The unobvious difficulty of living with bipolar disorder is the need to strictly control one's financial situation. In hypomania, money flies away easily, you make decisions instantly - for example, you can decide in a minute to fly to Spain and buy tickets. When you are depressed, you spend less, but it is also difficult to earn money. I try to keep a financial cushion in case of an aggravation, and also take into account all expenses in the application so as not to get into debt. Fortunately, so far my financial anxiety is stronger than bipolar, so there has never been a credit card debt.
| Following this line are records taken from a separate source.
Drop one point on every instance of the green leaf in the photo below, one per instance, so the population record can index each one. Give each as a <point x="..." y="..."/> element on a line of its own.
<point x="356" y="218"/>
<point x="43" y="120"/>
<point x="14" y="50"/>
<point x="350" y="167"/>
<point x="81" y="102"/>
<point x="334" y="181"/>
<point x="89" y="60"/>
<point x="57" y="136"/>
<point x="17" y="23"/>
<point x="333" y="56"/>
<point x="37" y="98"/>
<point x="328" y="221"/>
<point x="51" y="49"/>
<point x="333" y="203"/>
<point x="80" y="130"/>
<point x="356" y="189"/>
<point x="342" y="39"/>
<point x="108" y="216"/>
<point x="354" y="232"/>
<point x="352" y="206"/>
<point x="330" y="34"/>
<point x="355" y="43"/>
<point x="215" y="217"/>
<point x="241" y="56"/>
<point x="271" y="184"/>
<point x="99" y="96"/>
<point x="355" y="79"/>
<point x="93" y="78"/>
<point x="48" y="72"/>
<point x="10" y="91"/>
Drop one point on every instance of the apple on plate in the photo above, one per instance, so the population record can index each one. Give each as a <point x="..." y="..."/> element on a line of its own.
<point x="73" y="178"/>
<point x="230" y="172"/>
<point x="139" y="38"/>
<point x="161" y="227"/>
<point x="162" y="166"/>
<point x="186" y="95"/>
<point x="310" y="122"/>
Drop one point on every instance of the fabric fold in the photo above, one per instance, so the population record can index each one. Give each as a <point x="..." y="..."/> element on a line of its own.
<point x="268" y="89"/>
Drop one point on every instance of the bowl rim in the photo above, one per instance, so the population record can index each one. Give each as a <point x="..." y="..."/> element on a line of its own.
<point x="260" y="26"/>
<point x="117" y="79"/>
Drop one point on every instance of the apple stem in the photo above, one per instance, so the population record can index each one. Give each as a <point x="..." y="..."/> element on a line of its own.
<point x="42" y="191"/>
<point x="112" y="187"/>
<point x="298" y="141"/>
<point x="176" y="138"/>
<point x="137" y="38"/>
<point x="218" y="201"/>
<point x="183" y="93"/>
I spent 58,800 rubles on BAD treatment in a year
Treatment | Price |
---|---|
Psychiatric appointment | 10 000 R, total 4 receptions of 2500 R |
Psychotherapist appointment | 25 000 R, total 10 receptions of 2500 R |
Antidepressants | 4800 R, 12 packs of 400 R |
Antipsychotics | 7000 R, 7 packs of 1000 R |
Normotimics | 12000 R, 15 packs of 800 R |
Reception of a psychiatrist
10 000 R, total 4 receptions of 2500 r
Reception of a psychotherapist
25 000 R, total 10 doses of 2500 r
antidepressants
4800 r, 12 packages of 400 p
neuroleptic
7000 R, 7 packs of 1000 R
Normotimics
12000 R, 15 packs of 800 R
Books I recommend reading about bipolar affective disorder
The most famous book about living with bipolar disorder is The Restless Mind.